|
|
|
|
|
by badsectoracula
3302 days ago
|
|
Lout was the inspiration for LILArt (see http://runtimeterror.com/rep/lilart) which has a @-based syntax. The idea is that you define a document in a tree-like format with nodes, properties and such (similar to XML but not as verbose) and then you pass it to a LIL (a scripting language similar to Tcl) script to... do stuff with the nodes. You call lilart like "lilart -f<format> file.ladoc" where <format> simply makes lilart to load the "<format>.lil" script and call its "process-tree" function, passing in the root node. The reason i made it was that i liked Lout's syntax but i wanted something closer to DocBook that i could convert to other formats (Lout only works with printed output). I think the closest is GNU Texinfo, but even that was too specific and it needs way more handholding for the underlying output than i'd like. Texinfo defines its node types (and its format isn't really a tree nor very generic) whereas LILArt's node types are just a convention and in practice the scripts can define any sort of node. Having said that, LILArt is really a backburner project which i only touch wherever i need to write a document in more than one format.

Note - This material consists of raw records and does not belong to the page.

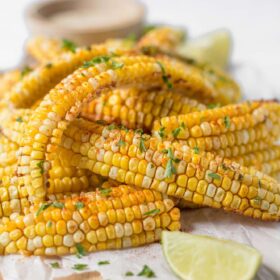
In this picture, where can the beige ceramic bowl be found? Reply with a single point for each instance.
(85, 21)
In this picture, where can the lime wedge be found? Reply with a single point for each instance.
(213, 48)
(194, 257)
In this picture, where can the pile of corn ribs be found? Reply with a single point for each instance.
(101, 146)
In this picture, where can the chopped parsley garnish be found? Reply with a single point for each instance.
(80, 266)
(49, 224)
(139, 131)
(80, 250)
(55, 265)
(79, 205)
(258, 200)
(214, 176)
(117, 65)
(240, 177)
(152, 212)
(43, 207)
(69, 45)
(26, 70)
(161, 132)
(19, 119)
(142, 139)
(164, 76)
(102, 122)
(170, 168)
(121, 143)
(103, 262)
(196, 150)
(224, 166)
(142, 146)
(105, 192)
(58, 204)
(146, 271)
(48, 65)
(213, 105)
(96, 60)
(227, 121)
(177, 130)
(40, 164)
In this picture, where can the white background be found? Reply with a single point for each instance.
(255, 26)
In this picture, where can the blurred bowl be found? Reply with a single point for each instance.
(85, 21)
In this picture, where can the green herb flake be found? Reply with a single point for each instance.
(80, 266)
(40, 164)
(79, 205)
(214, 176)
(117, 65)
(80, 250)
(148, 28)
(26, 70)
(58, 204)
(103, 263)
(227, 121)
(48, 65)
(43, 207)
(176, 132)
(161, 132)
(213, 105)
(105, 192)
(152, 212)
(196, 150)
(139, 131)
(96, 60)
(112, 126)
(19, 119)
(142, 146)
(55, 265)
(49, 224)
(121, 143)
(69, 45)
(164, 76)
(147, 272)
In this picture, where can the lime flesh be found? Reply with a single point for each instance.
(194, 257)
(213, 48)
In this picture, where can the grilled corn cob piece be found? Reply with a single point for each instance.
(38, 82)
(176, 170)
(45, 49)
(223, 127)
(120, 218)
(64, 103)
(8, 80)
(136, 108)
(165, 38)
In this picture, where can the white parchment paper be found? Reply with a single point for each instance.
(264, 236)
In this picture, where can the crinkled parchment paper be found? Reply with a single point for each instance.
(264, 236)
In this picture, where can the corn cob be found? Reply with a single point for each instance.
(8, 80)
(45, 49)
(64, 103)
(123, 217)
(37, 83)
(137, 108)
(224, 127)
(176, 170)
(165, 38)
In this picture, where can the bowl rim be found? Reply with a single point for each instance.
(33, 17)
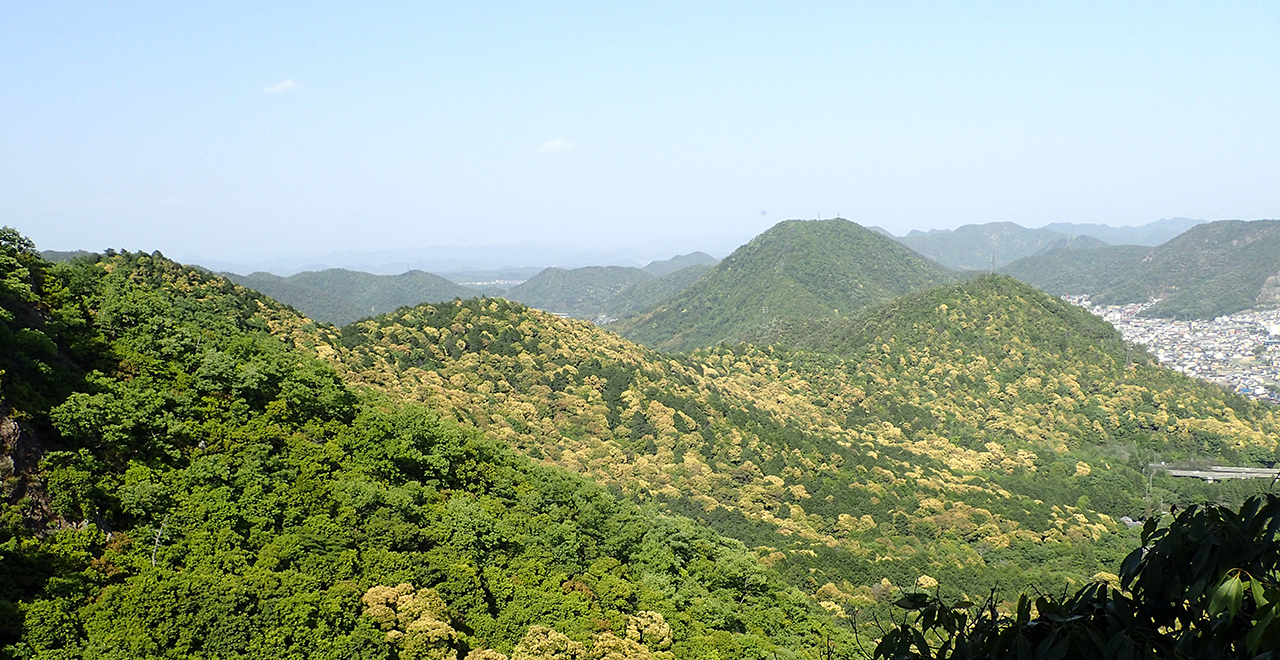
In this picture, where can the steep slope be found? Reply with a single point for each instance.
(977, 247)
(1078, 271)
(679, 262)
(1212, 269)
(795, 270)
(219, 493)
(339, 296)
(981, 434)
(580, 293)
(648, 293)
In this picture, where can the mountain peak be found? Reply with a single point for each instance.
(798, 269)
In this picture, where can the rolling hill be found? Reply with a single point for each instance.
(679, 262)
(192, 482)
(976, 434)
(580, 293)
(648, 293)
(979, 247)
(1075, 271)
(1212, 269)
(1150, 234)
(795, 270)
(339, 296)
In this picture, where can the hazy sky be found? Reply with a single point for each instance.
(273, 128)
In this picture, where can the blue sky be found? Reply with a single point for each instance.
(245, 132)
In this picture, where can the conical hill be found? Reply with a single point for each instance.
(795, 270)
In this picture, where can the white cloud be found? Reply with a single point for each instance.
(287, 86)
(556, 145)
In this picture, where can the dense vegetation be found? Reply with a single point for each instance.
(1206, 586)
(974, 435)
(205, 487)
(339, 296)
(1211, 270)
(795, 270)
(979, 247)
(199, 471)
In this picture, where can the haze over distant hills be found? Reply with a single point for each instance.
(983, 247)
(339, 296)
(594, 290)
(1212, 269)
(1150, 234)
(978, 434)
(795, 270)
(996, 244)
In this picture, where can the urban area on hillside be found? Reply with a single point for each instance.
(1239, 351)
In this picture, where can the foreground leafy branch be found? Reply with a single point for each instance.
(1205, 587)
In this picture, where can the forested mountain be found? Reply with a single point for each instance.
(679, 262)
(581, 293)
(795, 270)
(1150, 234)
(1077, 271)
(648, 293)
(200, 471)
(183, 479)
(973, 435)
(982, 247)
(1212, 269)
(339, 296)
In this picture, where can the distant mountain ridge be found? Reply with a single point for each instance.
(798, 269)
(609, 290)
(580, 293)
(997, 244)
(339, 296)
(1210, 270)
(1150, 234)
(983, 247)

The default LILArt scripts can output groff macros for conversion to PS and PDF (i used that because it is already installed in many systems, including the iMac i used at the time, and it is small to download for where it isn't available) and HTML in several variations, like semantic HTML, "simple" HTML for systems like Java help and LHelp, HTML for conversion to mobi and plain text and "naked" HTML for use with QuHelp (a program that i wrote some years ago to convert naked HTML files to full web-based help sites with search). I also had a Texinfo target that could be used to make info files, PDF and PS through TeX and CHM files for a while but it was buggy and decided to rewrite it at some point. However i only touch that rarely when i need it so i don't really recommend its use as it is right now (the processor is more or less done, but the scripts aren't very well thought out since i was doing stuff as i needed them and they need a bit of a cleanup and some nodes are needlessly verbose - the DocBook inspiration - and need some abbreviation aliases). |
|
"Scribble is a collection of tools for creating prose documents—papers, books, library documentation, etc.—in HTML or PDF (via Latex) form. More generally, Scribble helps you write programs that are rich in textual content, whether the content is prose to be typeset or any other form of text to be generated programmatically."
You type in text and mark up using @-tags that are defined in, and can also contain, the full Racket language. It's like LaTeX with a modern language (but without the tons of available packages).